7M2. Explain the difference between model selection and model comparison. What information is lost under model selection?

# Model selection refers to choose the model with the lowest (i.e., best) criterion value and discards other models. When we take this approach, it discards information about relative model accuracy contained in the difference among the criterion values for the candidate models. This relative model accuracy information can inform how confident we are in the models. Additionally, the model selection cares only about predictive accuracy and ignores causal inference.

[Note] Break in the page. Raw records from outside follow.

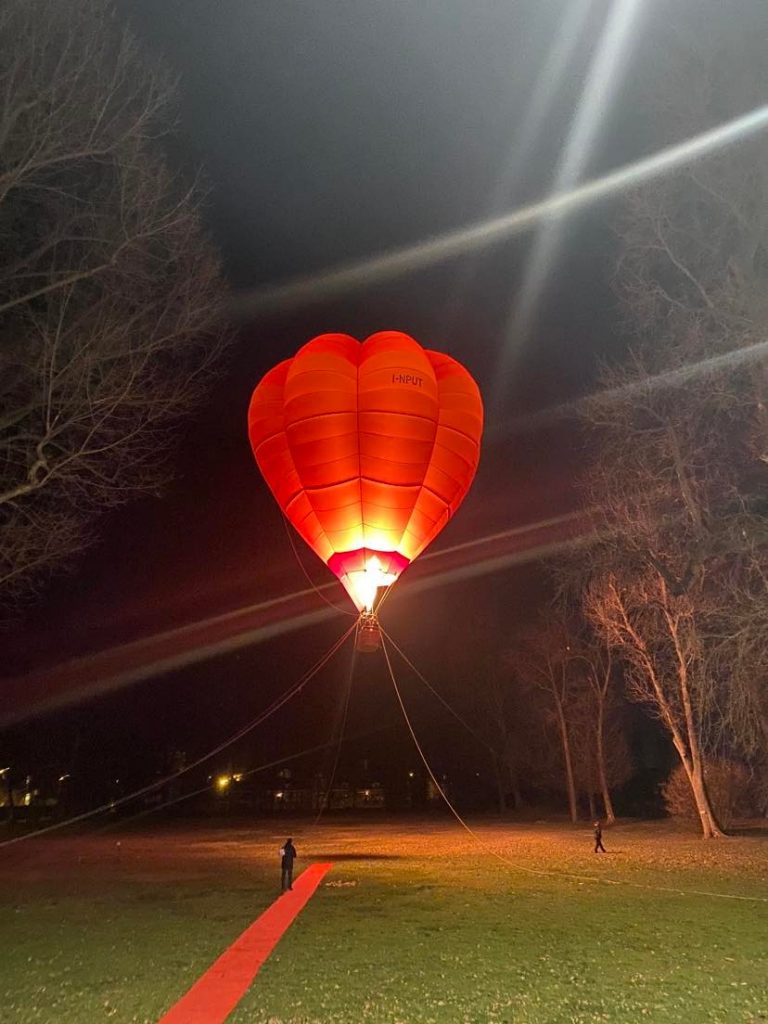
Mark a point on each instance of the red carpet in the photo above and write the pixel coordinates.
(217, 992)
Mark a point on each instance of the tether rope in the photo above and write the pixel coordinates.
(312, 584)
(350, 676)
(534, 870)
(158, 783)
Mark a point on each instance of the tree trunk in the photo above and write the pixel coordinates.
(694, 775)
(710, 828)
(604, 791)
(501, 790)
(572, 806)
(9, 792)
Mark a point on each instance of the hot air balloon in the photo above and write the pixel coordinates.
(369, 448)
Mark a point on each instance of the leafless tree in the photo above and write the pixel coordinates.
(541, 657)
(598, 740)
(110, 293)
(504, 715)
(680, 432)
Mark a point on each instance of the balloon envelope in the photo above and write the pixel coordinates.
(369, 449)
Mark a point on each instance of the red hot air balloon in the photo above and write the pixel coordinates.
(369, 449)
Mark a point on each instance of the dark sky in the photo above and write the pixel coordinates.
(329, 132)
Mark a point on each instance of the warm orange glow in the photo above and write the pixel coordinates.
(369, 449)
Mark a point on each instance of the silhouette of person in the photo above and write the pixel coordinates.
(599, 838)
(288, 855)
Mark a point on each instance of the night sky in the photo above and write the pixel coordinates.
(331, 132)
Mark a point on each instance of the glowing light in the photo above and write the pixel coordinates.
(364, 585)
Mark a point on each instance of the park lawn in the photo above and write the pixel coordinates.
(415, 924)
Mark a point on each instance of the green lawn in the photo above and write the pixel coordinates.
(415, 924)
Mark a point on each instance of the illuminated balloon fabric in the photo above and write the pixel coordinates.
(369, 449)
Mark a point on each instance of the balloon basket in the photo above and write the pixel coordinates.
(369, 633)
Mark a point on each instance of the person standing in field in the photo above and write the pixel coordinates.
(288, 855)
(598, 838)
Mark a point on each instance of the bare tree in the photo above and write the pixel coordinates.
(679, 469)
(504, 714)
(601, 754)
(110, 294)
(542, 659)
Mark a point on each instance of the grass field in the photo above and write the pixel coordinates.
(416, 924)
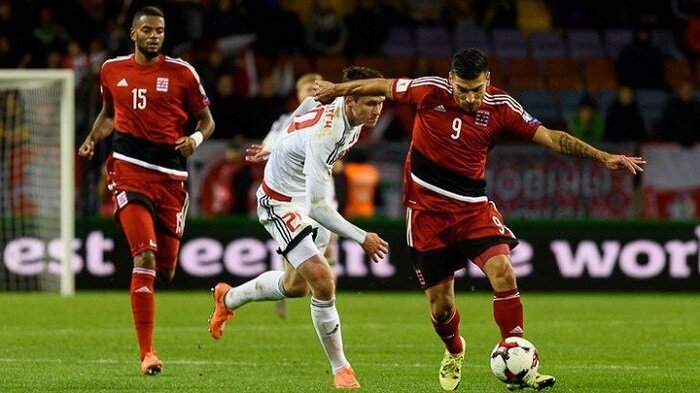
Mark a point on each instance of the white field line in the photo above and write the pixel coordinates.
(199, 362)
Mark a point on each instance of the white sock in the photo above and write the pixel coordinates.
(267, 286)
(327, 324)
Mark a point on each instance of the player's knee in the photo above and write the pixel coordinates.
(297, 289)
(324, 289)
(502, 276)
(441, 313)
(146, 259)
(165, 274)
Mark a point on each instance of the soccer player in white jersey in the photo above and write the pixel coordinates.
(304, 89)
(293, 207)
(449, 218)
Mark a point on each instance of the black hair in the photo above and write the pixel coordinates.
(469, 64)
(354, 73)
(147, 11)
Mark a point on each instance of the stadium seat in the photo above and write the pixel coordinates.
(433, 41)
(475, 38)
(508, 44)
(300, 64)
(399, 42)
(615, 40)
(498, 75)
(546, 45)
(524, 73)
(331, 67)
(400, 66)
(562, 74)
(599, 74)
(441, 65)
(584, 43)
(677, 71)
(263, 64)
(665, 40)
(374, 62)
(651, 105)
(540, 104)
(569, 101)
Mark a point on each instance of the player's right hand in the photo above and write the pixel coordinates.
(323, 91)
(375, 247)
(256, 153)
(87, 149)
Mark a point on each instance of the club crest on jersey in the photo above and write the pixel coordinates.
(162, 84)
(528, 118)
(482, 117)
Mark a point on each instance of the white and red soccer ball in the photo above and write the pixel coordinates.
(514, 360)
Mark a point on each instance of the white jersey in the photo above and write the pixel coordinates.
(276, 130)
(302, 157)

Thus, a model may be selected that has confounds or that would not correctly inform an intervention.

# In contrast, model comparison is a more general approach that uses multiple models to understand both how the variables influence prediction and affect implied conditional independencies in a causal model. Thus, we preserve information and can make more holistic judgments our data and models.

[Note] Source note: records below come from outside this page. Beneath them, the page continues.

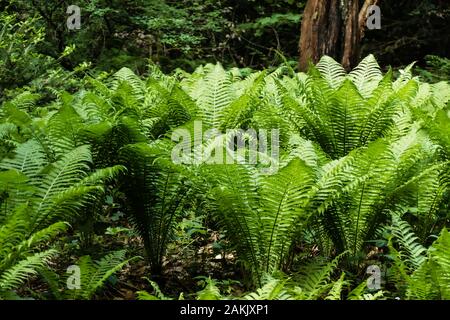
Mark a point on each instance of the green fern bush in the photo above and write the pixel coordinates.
(356, 149)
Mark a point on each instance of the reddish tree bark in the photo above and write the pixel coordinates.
(334, 28)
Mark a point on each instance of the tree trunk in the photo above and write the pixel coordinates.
(334, 28)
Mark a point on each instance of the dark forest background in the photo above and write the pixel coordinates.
(36, 45)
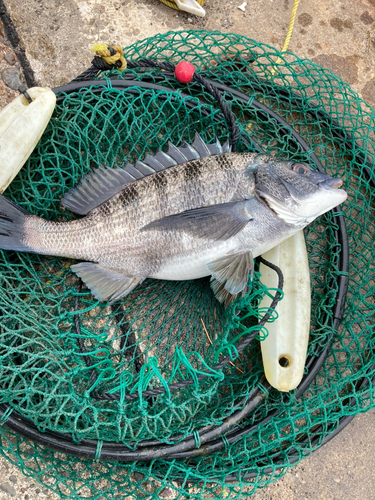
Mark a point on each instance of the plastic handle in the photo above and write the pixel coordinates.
(191, 6)
(284, 350)
(21, 126)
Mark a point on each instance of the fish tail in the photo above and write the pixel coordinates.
(12, 226)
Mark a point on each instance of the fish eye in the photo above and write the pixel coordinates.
(300, 168)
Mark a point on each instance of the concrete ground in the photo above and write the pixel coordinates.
(51, 46)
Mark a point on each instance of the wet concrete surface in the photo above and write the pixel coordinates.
(57, 35)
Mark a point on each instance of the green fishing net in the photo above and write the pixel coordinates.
(76, 374)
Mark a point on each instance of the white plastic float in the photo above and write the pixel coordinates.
(21, 126)
(284, 350)
(191, 6)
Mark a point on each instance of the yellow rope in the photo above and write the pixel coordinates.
(102, 50)
(170, 3)
(290, 31)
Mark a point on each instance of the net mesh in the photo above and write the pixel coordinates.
(166, 332)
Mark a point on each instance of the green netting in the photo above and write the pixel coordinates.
(157, 336)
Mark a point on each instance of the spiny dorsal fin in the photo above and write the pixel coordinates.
(100, 185)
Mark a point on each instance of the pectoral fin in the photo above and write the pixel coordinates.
(215, 222)
(232, 271)
(104, 283)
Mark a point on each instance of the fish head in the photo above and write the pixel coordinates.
(295, 192)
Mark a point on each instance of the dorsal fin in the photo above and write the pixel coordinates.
(100, 185)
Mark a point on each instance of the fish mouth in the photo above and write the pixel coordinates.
(332, 183)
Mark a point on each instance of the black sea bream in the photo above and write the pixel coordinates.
(191, 212)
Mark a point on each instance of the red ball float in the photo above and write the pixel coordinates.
(184, 72)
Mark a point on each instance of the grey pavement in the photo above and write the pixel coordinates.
(338, 34)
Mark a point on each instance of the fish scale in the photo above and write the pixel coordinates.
(160, 218)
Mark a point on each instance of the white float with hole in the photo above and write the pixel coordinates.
(284, 350)
(21, 126)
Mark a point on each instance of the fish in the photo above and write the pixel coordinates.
(197, 210)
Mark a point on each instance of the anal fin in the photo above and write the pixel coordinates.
(232, 272)
(222, 295)
(104, 283)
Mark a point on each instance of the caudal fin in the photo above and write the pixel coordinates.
(12, 226)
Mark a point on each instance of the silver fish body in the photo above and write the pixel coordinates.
(207, 216)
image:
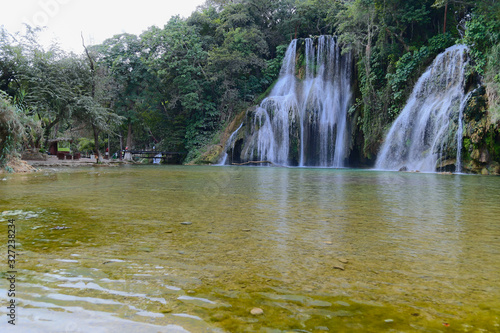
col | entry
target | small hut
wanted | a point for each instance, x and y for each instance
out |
(61, 148)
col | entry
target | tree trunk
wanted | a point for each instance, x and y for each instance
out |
(96, 143)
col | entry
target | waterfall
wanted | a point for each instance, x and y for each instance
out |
(423, 131)
(229, 145)
(304, 121)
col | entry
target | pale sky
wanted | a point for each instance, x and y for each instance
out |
(97, 19)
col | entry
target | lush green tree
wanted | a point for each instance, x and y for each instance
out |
(11, 129)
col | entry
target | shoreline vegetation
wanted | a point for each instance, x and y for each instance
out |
(183, 86)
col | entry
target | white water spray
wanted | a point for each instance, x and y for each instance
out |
(303, 122)
(422, 131)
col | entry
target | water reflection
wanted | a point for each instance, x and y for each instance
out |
(197, 248)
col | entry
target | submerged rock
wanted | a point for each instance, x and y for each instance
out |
(257, 311)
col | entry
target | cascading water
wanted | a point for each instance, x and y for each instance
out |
(303, 121)
(423, 130)
(229, 145)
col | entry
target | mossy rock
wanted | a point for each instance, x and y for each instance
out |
(210, 156)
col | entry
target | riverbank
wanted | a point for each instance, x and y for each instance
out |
(22, 166)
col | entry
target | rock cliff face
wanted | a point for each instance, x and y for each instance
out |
(303, 121)
(481, 145)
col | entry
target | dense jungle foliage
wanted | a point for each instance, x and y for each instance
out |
(178, 86)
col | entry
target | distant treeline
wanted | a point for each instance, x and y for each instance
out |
(176, 87)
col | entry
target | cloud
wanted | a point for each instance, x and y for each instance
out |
(96, 19)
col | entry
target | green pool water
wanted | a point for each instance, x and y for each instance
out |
(177, 248)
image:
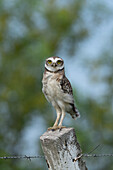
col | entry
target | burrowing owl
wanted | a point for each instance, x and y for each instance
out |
(57, 90)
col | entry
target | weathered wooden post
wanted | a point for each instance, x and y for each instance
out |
(60, 149)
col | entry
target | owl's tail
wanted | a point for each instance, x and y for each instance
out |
(75, 114)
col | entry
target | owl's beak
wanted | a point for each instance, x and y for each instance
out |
(54, 64)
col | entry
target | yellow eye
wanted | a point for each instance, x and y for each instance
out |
(49, 62)
(59, 62)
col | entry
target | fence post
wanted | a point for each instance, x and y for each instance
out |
(60, 149)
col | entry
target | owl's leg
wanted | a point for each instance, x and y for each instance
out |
(61, 120)
(55, 126)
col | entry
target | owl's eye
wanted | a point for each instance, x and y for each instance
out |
(59, 62)
(49, 62)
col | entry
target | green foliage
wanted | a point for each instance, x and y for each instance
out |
(30, 31)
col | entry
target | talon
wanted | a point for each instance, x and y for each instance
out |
(53, 128)
(61, 127)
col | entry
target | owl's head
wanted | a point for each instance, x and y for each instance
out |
(54, 64)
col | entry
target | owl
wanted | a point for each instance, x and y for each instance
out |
(58, 91)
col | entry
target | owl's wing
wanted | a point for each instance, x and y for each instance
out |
(68, 98)
(66, 85)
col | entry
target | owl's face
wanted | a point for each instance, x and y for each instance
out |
(54, 63)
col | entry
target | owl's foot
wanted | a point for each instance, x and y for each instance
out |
(56, 127)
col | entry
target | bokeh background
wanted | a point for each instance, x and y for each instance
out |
(79, 31)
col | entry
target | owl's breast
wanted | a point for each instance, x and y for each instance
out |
(51, 90)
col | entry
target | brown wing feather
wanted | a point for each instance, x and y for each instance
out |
(66, 86)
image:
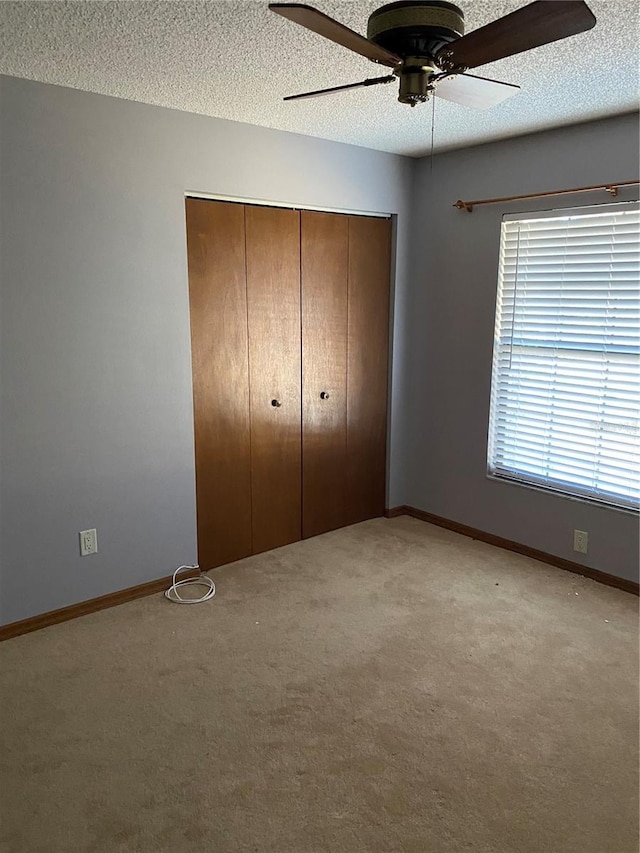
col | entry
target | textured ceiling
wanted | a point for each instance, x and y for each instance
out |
(234, 59)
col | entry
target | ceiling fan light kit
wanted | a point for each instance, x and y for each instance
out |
(424, 42)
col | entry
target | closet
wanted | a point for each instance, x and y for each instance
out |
(290, 344)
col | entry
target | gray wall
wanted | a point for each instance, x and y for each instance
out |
(454, 263)
(96, 422)
(95, 354)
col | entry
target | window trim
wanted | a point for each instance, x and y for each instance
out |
(524, 481)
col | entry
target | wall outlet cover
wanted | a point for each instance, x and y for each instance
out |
(88, 542)
(580, 541)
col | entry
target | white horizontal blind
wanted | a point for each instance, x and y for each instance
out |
(565, 401)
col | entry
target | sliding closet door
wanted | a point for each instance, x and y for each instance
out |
(273, 299)
(367, 366)
(324, 272)
(217, 299)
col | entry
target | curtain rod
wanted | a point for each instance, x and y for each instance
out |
(610, 188)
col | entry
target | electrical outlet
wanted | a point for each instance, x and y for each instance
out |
(580, 541)
(88, 542)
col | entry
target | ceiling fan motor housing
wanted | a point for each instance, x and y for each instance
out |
(416, 30)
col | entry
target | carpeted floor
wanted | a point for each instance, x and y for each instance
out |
(387, 687)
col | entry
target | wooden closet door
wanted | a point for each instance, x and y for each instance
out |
(273, 300)
(324, 272)
(218, 311)
(367, 366)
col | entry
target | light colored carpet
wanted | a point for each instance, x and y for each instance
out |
(387, 687)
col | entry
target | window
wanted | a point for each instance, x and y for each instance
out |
(565, 398)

7M3. When comparing models with an information criterion, why must all models be fit to exactly the same observations? What would happen to the information criterion values, if the models were fit to different numbers of observations? Perform some experiments, if you are not sure.

# When one model is fit to fewer (or different) observations, it is being evaluated and compared based on a different target than the other models. If fewer observations are used, the model will usually appear to perform better, because the deviance will be smaller due to having less to predict. Since the information criterion values like PSIS and WAIC are pointwise, therefore less observations results to less prediction error and eventually less information criterion value. 

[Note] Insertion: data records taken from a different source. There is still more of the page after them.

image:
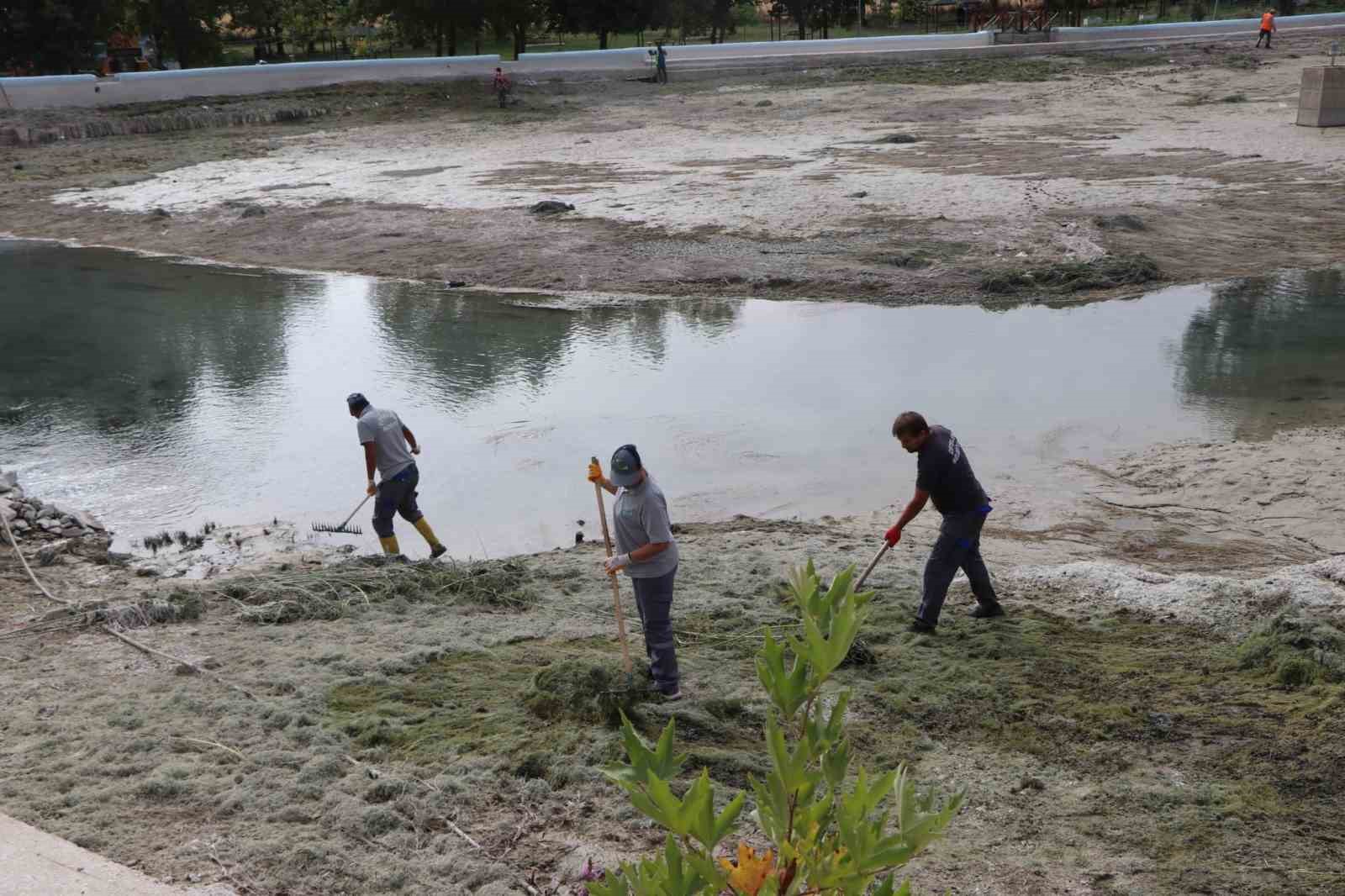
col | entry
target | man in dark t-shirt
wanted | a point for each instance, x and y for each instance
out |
(943, 474)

7M4. What happens to the effective number of parameters, as measured by PSIS or WAIC, as a prior becomes more concentrated? Why? Perform some experiments, if you are not sure.

set.seed(11)
data(WaffleDivorce)
d <- WaffleDivorce
d$A <- standardize( d$MedianAgeMarriage )
d$D <- standardize( d$Divorce )

# sigma ~ uniform (0,10)
m_1 <- quap(
  alist(
    D ~ dnorm( mu , sigma ) ,
    mu <- a + bA * A ,
    a ~ dnorm( 0 , 0.2 ) ,
    bA ~ dnorm( 0 , 0.5 ) ,
    sigma ~ dunif( 0,10 )
    ) , data = d )

# concentrated priors: sigma ~ uniform (0,1)
m_2 <- quap(
  alist(
    D ~ dnorm( mu , sigma ) ,
    mu <- a + bA * A ,
    a ~ dnorm( 0 , 0.2 ) ,
    bA ~ dnorm( 0 , 0.5 ) ,
    sigma ~ dunif( 0,1 )
    ) , data = d )



compare(m_1, m_2, func=WAIC)
##         WAIC       SE     dWAIC     dSE    pWAIC    weight
## m_2 126.5506 13.90576 0.0000000      NA 4.140526 0.5535415
## m_1 126.9806 14.24906 0.4299805 0.37976 4.417956 0.4464585
compare(m_1, m_2, func=PSIS)
##         PSIS       SE    dPSIS      dSE    pPSIS    weight
## m_2 126.2403 13.80840 0.000000       NA 3.979589 0.7741175
## m_1 128.7037 15.58872 2.463417 1.989058 5.256225 0.2258825
# As a prior becomes more concentrated, the effective number of parameters decrease, as measured by PSIS and WAIC. It is because when the prior is more concentrated around the particular parameter value (regularizing prior), which means the prior is skeptical, the model is less flexible in fitting the sample, therefore the penalty term for overfitting risk (the effective number of parameters) decreases.

7M5. Provide an informal explanation of why informative priors reduce overfitting.

# Informative priors reduce overfitting by reducing the sensitivity of a model to a sample. Some of the information in a sample is irregular, not a recurring feature of the process of interest. Such a prior, when tuned properly, reduces overfitting while still allowing the model to learn the regular features of a sample. 

7M6. Provide an informal explanation of why overly informative priors result in underfitting.

# If a prior is overly informative, then even regular features of a sample will be missed and will not be learned by a model. In this case, it will result in underfitting.